Produced by Mark Burnett (a Christian, and the creator of reality shows The Apprentice and Survivor) and continuing this week with Exodus (Wednesday at 10.35pm), the show's faithfulness to the holy tome is not something I am qualified to judge. My religious studies extend little further than watching Monty Python's Life of Brian two or three times a year, so I cannot be sure if sword-wielding angels are a TV addition or not. And didn't something dodgy go down in Sodom?
Even this humble layman can see that The Bible has been sanitised, perhaps to avoid controversy or undermining the faith. Everything has been dumbed down to represent either good or evil, and if something bad happens, it's generally explained away as being the will of The Almighty. Maybe the aim is to keep believers in the dark about the Bible's harsher realities, but preaching to the converted doesn't necessarily make for interesting television. As the cast is made up of predominantly white Westerners and the acting is as stiff as the lumber Jesus was nailed to, you'll probably see a more believable Bible adaptation at any school that stages a nativity play next month. And on the 12th day, God said, "Holy Mother of Mary, please change the channel."
World's Weirdest (TVB Pearl, Tuesday at 8.30pm), the second season of which begins with Strange Love, an episode devoted to the mating rituals of animals, would've been of little educational use to zookeeper extraordinaire and ark enthusiast Noah. The pre-broadcast warning sums up the show: "This programme deals with animal attraction, mating and reproduction. Parental discretion is advised."
Narrated in a way that is obviously meant to balance out the ardour on screen, the episode shows an endless series of animals awkwardly flirting and fornicating, one after another, after another, after another. Most of these bizarre courtship rituals involve a couple of males scrapping over a female and a blink-and-you'll-miss-it finale. The animal kingdom, it appears, isn't too dissimilar to a Lan Kwai Fong Ladies Night; males chase and females choose.
Stranger than a pair of mating millipedes, and far more entertaining, is the farcical black-comedy crime drama Bullet in the Face (FX, Thursday at 10pm). Penned by Alan Spencer, the man responsible for the mid-80s cop spoof Sledge Hammer!, Bullet stars Max Williams as trigger-happy hit man Gunter Vogler, who, during a botched robbery, kills a cop before failing to complete a hit on his double-crossing lover, femme fatale Martine (Canadian Kate Kelton - the face of Tic Tac mints for years in her homeland). The clue to Martine's response is in the name of the show.

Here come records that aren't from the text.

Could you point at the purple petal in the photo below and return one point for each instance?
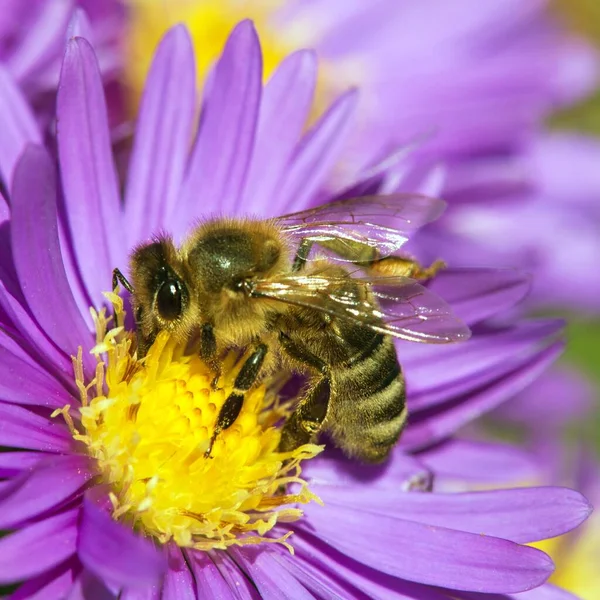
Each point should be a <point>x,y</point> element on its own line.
<point>79,26</point>
<point>315,577</point>
<point>408,550</point>
<point>14,463</point>
<point>21,428</point>
<point>88,173</point>
<point>545,592</point>
<point>478,294</point>
<point>316,155</point>
<point>89,587</point>
<point>434,427</point>
<point>240,587</point>
<point>521,515</point>
<point>38,547</point>
<point>114,552</point>
<point>284,109</point>
<point>225,139</point>
<point>37,255</point>
<point>162,139</point>
<point>31,337</point>
<point>22,383</point>
<point>437,374</point>
<point>333,569</point>
<point>50,483</point>
<point>480,462</point>
<point>17,124</point>
<point>398,472</point>
<point>210,582</point>
<point>273,581</point>
<point>43,40</point>
<point>51,585</point>
<point>179,583</point>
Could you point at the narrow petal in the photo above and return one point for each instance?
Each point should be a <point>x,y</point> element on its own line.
<point>22,383</point>
<point>179,583</point>
<point>400,471</point>
<point>162,138</point>
<point>546,592</point>
<point>113,552</point>
<point>521,515</point>
<point>51,585</point>
<point>88,587</point>
<point>31,337</point>
<point>38,547</point>
<point>274,582</point>
<point>316,155</point>
<point>408,550</point>
<point>43,41</point>
<point>79,26</point>
<point>437,374</point>
<point>319,560</point>
<point>17,124</point>
<point>480,462</point>
<point>435,426</point>
<point>50,483</point>
<point>321,582</point>
<point>478,294</point>
<point>210,582</point>
<point>225,140</point>
<point>37,255</point>
<point>21,428</point>
<point>240,587</point>
<point>284,109</point>
<point>88,173</point>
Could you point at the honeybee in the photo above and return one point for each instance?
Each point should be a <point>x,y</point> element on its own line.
<point>332,314</point>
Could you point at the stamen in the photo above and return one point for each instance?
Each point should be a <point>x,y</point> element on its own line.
<point>148,423</point>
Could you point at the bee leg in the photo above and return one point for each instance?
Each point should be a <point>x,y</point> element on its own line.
<point>208,352</point>
<point>307,419</point>
<point>406,267</point>
<point>233,404</point>
<point>119,278</point>
<point>302,254</point>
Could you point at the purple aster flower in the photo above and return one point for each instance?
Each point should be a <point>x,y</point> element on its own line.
<point>74,498</point>
<point>32,38</point>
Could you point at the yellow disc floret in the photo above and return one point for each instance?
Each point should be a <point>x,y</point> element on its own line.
<point>148,425</point>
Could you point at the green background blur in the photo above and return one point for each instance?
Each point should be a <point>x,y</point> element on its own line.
<point>583,333</point>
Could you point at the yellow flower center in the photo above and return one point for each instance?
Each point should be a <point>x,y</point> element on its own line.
<point>209,21</point>
<point>148,424</point>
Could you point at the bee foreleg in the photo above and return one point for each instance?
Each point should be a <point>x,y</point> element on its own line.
<point>307,419</point>
<point>118,277</point>
<point>243,382</point>
<point>208,352</point>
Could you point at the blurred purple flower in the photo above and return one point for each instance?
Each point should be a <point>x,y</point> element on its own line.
<point>378,536</point>
<point>33,33</point>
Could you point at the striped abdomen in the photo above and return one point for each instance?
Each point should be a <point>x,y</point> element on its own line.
<point>367,408</point>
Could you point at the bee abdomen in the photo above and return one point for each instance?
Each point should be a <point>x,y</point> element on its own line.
<point>367,407</point>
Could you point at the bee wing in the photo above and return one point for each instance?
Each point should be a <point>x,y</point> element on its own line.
<point>352,227</point>
<point>406,310</point>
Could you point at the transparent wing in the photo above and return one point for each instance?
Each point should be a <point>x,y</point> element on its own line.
<point>403,308</point>
<point>359,229</point>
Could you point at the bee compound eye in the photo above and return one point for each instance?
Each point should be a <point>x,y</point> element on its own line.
<point>168,300</point>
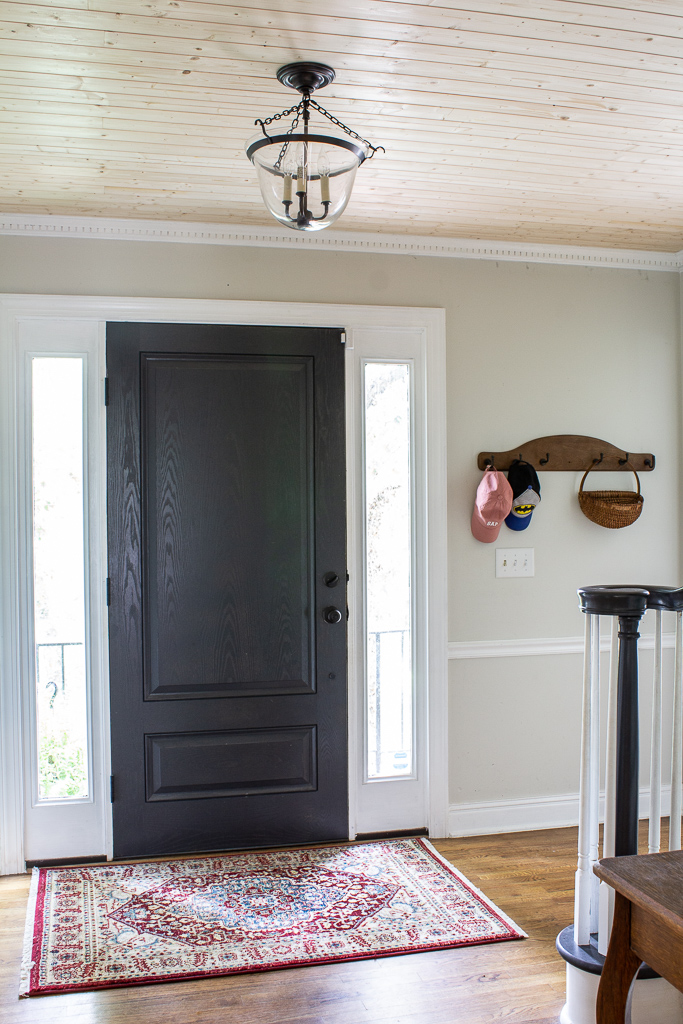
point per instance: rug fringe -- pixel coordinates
(482, 896)
(27, 954)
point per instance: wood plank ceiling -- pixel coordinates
(550, 121)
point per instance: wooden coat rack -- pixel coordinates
(569, 453)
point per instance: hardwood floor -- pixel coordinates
(527, 875)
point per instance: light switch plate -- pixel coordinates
(514, 561)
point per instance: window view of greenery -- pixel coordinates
(59, 578)
(388, 539)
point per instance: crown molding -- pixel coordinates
(391, 245)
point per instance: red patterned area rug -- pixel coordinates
(104, 925)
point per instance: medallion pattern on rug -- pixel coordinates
(93, 927)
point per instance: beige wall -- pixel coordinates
(532, 349)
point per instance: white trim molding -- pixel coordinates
(391, 245)
(493, 817)
(465, 649)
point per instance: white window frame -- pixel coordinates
(417, 577)
(86, 316)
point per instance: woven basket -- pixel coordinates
(612, 509)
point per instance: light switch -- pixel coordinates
(514, 561)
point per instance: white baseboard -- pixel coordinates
(494, 817)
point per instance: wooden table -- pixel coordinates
(648, 926)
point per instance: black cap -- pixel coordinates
(522, 475)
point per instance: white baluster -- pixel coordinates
(595, 772)
(608, 836)
(677, 745)
(583, 883)
(654, 838)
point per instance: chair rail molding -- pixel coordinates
(465, 649)
(390, 245)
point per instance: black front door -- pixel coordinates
(227, 614)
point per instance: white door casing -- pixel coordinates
(76, 325)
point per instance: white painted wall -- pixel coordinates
(534, 349)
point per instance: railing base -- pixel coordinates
(587, 957)
(654, 1000)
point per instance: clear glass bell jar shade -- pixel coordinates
(305, 184)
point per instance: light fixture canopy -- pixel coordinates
(306, 176)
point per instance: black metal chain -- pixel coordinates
(298, 109)
(340, 124)
(276, 117)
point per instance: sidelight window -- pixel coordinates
(388, 536)
(58, 578)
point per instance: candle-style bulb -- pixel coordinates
(324, 172)
(289, 171)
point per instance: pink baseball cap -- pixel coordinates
(492, 505)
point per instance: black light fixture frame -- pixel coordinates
(306, 77)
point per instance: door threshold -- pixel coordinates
(398, 834)
(65, 862)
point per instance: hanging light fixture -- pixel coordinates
(306, 176)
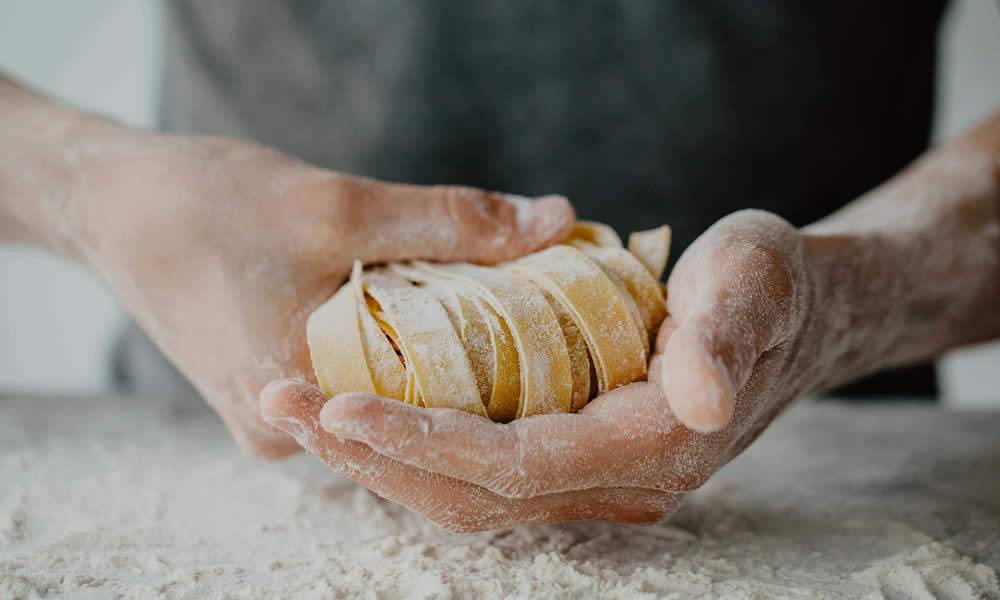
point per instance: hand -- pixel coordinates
(739, 300)
(221, 249)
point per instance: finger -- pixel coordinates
(733, 297)
(456, 505)
(610, 445)
(446, 223)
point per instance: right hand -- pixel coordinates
(221, 249)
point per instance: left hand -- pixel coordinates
(738, 299)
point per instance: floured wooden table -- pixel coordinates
(104, 498)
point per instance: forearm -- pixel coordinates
(41, 148)
(913, 268)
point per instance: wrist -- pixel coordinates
(43, 183)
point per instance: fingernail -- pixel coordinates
(292, 426)
(337, 417)
(543, 217)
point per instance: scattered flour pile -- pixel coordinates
(117, 498)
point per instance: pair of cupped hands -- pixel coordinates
(221, 249)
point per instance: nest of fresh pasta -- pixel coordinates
(545, 333)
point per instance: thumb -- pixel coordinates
(706, 361)
(453, 223)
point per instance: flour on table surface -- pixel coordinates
(124, 497)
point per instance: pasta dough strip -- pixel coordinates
(597, 306)
(546, 376)
(431, 347)
(539, 335)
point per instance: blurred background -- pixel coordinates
(57, 322)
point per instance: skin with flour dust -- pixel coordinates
(233, 245)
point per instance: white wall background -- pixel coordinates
(57, 322)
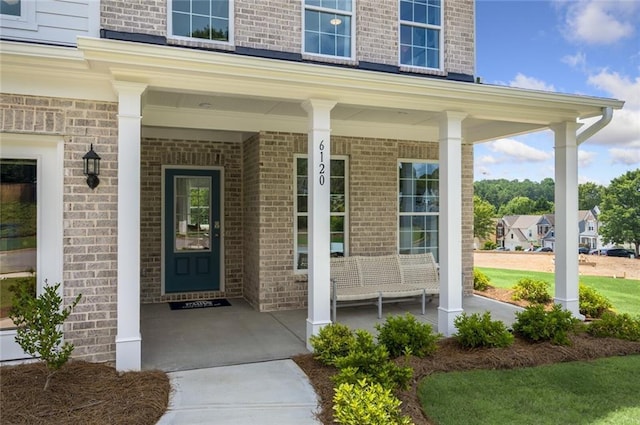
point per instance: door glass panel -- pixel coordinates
(18, 231)
(192, 209)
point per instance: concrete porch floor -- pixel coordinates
(178, 340)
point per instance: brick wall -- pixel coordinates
(277, 25)
(135, 16)
(89, 216)
(273, 24)
(373, 218)
(158, 152)
(377, 31)
(459, 33)
(251, 218)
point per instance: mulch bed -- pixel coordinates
(450, 357)
(82, 393)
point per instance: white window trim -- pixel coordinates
(49, 153)
(426, 213)
(229, 42)
(440, 28)
(26, 20)
(345, 158)
(351, 13)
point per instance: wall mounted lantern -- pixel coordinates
(92, 168)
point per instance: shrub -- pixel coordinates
(405, 335)
(536, 324)
(333, 341)
(533, 290)
(481, 281)
(369, 360)
(622, 326)
(489, 245)
(365, 403)
(39, 321)
(480, 331)
(592, 303)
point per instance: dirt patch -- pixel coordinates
(588, 265)
(82, 393)
(450, 357)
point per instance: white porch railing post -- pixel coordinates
(450, 229)
(566, 216)
(319, 165)
(128, 338)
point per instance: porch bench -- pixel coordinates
(360, 278)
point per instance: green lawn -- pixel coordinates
(624, 294)
(601, 392)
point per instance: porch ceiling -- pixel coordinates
(206, 90)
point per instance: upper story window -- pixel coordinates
(421, 33)
(328, 27)
(11, 7)
(201, 19)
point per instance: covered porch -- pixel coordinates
(162, 87)
(176, 340)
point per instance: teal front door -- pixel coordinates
(192, 230)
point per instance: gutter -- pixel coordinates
(607, 114)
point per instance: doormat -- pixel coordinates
(186, 305)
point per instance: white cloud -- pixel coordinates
(514, 151)
(624, 129)
(579, 60)
(625, 156)
(525, 82)
(487, 159)
(599, 22)
(586, 158)
(619, 86)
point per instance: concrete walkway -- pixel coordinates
(268, 393)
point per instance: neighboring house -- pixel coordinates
(243, 144)
(546, 231)
(518, 232)
(539, 230)
(588, 229)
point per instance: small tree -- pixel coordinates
(39, 321)
(483, 213)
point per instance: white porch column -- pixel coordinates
(566, 216)
(319, 154)
(128, 338)
(450, 229)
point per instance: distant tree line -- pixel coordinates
(514, 197)
(619, 204)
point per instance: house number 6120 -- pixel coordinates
(321, 166)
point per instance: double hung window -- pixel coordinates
(328, 27)
(418, 207)
(421, 33)
(31, 235)
(337, 215)
(202, 19)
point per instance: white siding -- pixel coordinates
(53, 21)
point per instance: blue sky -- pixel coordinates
(588, 47)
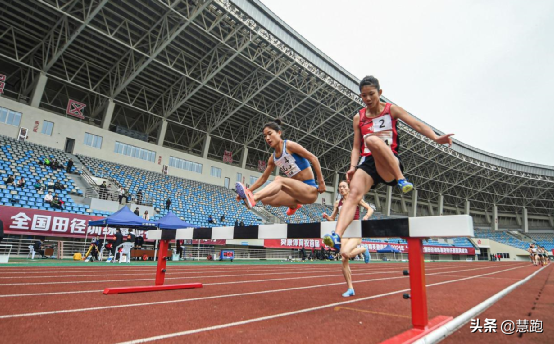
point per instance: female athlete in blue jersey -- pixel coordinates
(294, 161)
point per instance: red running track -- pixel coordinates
(241, 303)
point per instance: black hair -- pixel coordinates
(370, 80)
(275, 125)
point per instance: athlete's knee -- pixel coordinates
(355, 195)
(344, 255)
(373, 142)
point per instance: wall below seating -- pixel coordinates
(67, 127)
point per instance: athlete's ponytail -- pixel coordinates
(370, 80)
(275, 125)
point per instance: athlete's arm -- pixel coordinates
(268, 170)
(355, 155)
(368, 208)
(422, 128)
(334, 214)
(294, 147)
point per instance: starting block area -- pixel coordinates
(414, 230)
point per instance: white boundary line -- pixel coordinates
(231, 295)
(245, 281)
(280, 315)
(224, 283)
(215, 276)
(453, 325)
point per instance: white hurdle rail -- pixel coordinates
(414, 227)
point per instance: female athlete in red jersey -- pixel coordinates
(376, 141)
(350, 247)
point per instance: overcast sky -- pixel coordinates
(481, 69)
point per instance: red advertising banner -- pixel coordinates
(373, 246)
(2, 83)
(293, 243)
(49, 223)
(262, 165)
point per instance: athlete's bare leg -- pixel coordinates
(385, 162)
(280, 199)
(359, 186)
(303, 193)
(349, 247)
(347, 273)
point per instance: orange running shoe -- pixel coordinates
(291, 211)
(246, 195)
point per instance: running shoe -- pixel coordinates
(332, 240)
(405, 185)
(291, 211)
(367, 256)
(349, 292)
(246, 195)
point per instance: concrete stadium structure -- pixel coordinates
(198, 78)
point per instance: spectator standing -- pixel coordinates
(38, 186)
(38, 248)
(131, 237)
(121, 192)
(103, 189)
(57, 203)
(58, 186)
(118, 241)
(21, 183)
(139, 197)
(139, 241)
(48, 197)
(69, 166)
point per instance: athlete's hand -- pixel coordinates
(321, 186)
(350, 174)
(444, 139)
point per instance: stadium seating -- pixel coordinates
(21, 159)
(543, 239)
(502, 237)
(191, 200)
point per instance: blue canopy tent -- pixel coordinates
(171, 221)
(125, 218)
(390, 249)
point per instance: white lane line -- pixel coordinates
(176, 278)
(280, 315)
(447, 329)
(220, 296)
(219, 283)
(153, 272)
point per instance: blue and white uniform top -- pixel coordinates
(290, 164)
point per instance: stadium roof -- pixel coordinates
(224, 68)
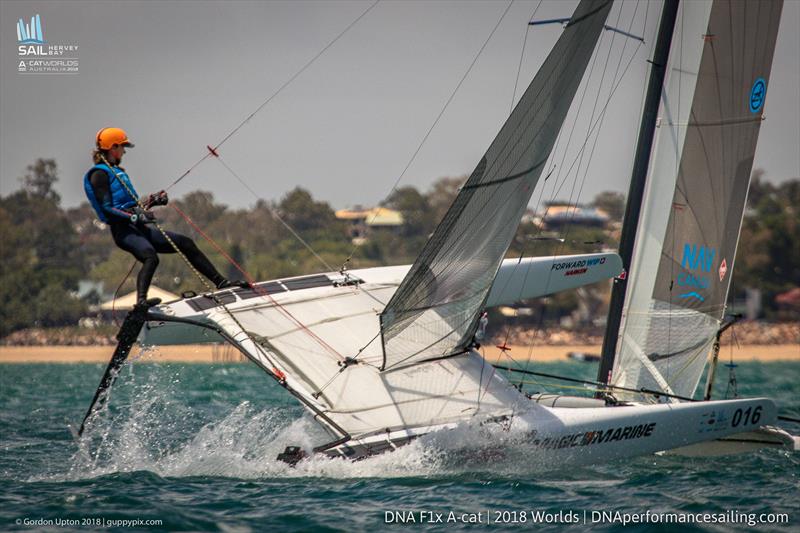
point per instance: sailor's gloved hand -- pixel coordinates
(157, 198)
(142, 216)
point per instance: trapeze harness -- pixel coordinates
(114, 205)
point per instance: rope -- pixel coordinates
(116, 293)
(272, 96)
(579, 157)
(258, 289)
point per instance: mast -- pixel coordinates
(638, 179)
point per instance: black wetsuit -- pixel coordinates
(145, 242)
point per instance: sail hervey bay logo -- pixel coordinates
(697, 262)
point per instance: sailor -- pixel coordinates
(114, 199)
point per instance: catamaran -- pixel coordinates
(381, 356)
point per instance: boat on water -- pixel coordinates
(381, 356)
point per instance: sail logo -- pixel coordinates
(757, 95)
(30, 33)
(697, 261)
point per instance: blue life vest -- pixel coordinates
(120, 197)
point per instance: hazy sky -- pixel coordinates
(180, 75)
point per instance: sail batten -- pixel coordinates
(712, 109)
(435, 310)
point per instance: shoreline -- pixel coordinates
(209, 353)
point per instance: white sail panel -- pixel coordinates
(434, 312)
(709, 119)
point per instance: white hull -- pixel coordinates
(582, 435)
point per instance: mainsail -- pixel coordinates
(434, 312)
(710, 117)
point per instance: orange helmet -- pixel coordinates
(108, 137)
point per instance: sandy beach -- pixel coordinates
(206, 353)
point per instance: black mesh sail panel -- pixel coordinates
(434, 311)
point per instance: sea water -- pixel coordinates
(193, 447)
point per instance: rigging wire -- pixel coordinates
(522, 55)
(273, 95)
(436, 121)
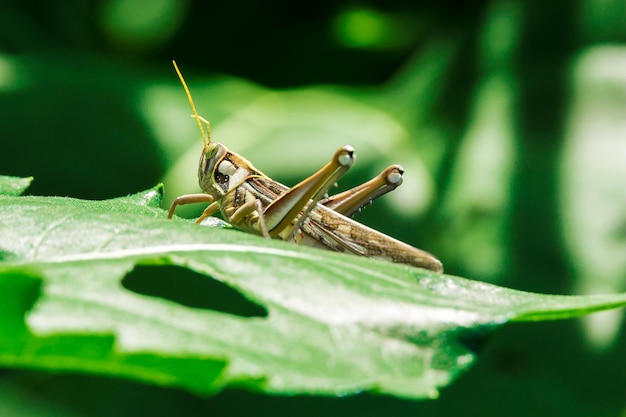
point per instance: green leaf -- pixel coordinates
(325, 323)
(14, 185)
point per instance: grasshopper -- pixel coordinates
(253, 202)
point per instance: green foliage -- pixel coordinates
(326, 325)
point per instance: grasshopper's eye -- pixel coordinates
(211, 150)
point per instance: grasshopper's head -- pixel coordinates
(208, 169)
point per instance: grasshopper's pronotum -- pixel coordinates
(251, 201)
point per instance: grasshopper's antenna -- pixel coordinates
(206, 137)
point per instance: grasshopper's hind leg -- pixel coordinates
(282, 212)
(349, 202)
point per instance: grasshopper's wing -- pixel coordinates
(325, 228)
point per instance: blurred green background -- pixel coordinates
(509, 118)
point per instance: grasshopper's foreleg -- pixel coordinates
(192, 199)
(352, 200)
(280, 214)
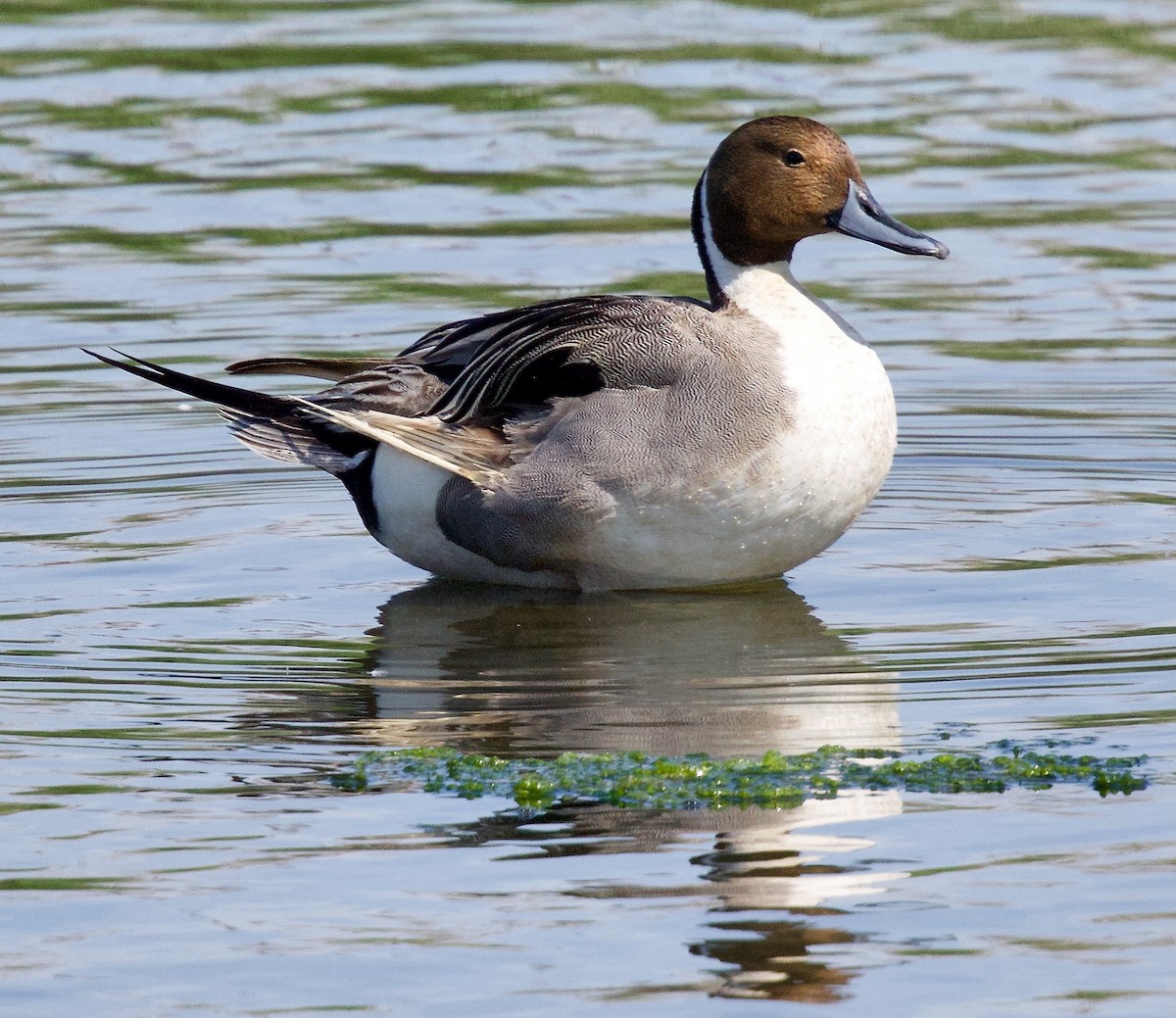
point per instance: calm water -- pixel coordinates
(195, 640)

Three months later, the master criminal wakes up to find the dead cop's face has been transplanted onto his own, giving him the perfect disguise to exact revenge on his former boss, Tannhäuser (comic Eddie Izzard in full, glorious ad-lib mode), and rival crime lord Racken (Eric Roberts; Heroes).
With its twisted humour, comic-book violence and ridiculously over-the-top acting, Bullet in the Face is a cartoon made real (think Sin City meets Airplane!) and is certainly one of the most original shows of the year. I can't yet decide if it's brilliantly terrible or terribly brilliant, but it should be applauded for its daring tongue-in-cheek approach. Any show that delivers the line, "I will not live my life with someone's face I do not recognise. I am not Mickey Rourke," deserves a fair crack in my book. Williams' manic posturing and crazy German accent will probably drive you mad, but the rapid-fire one-liners will make up for it. And the screen lights up whenever Roberts or Izzard appear.
As with the Lord's novel, approach Bullet in the Face with eyes wide open and a huge grain of salt, and you'll get what you want from it.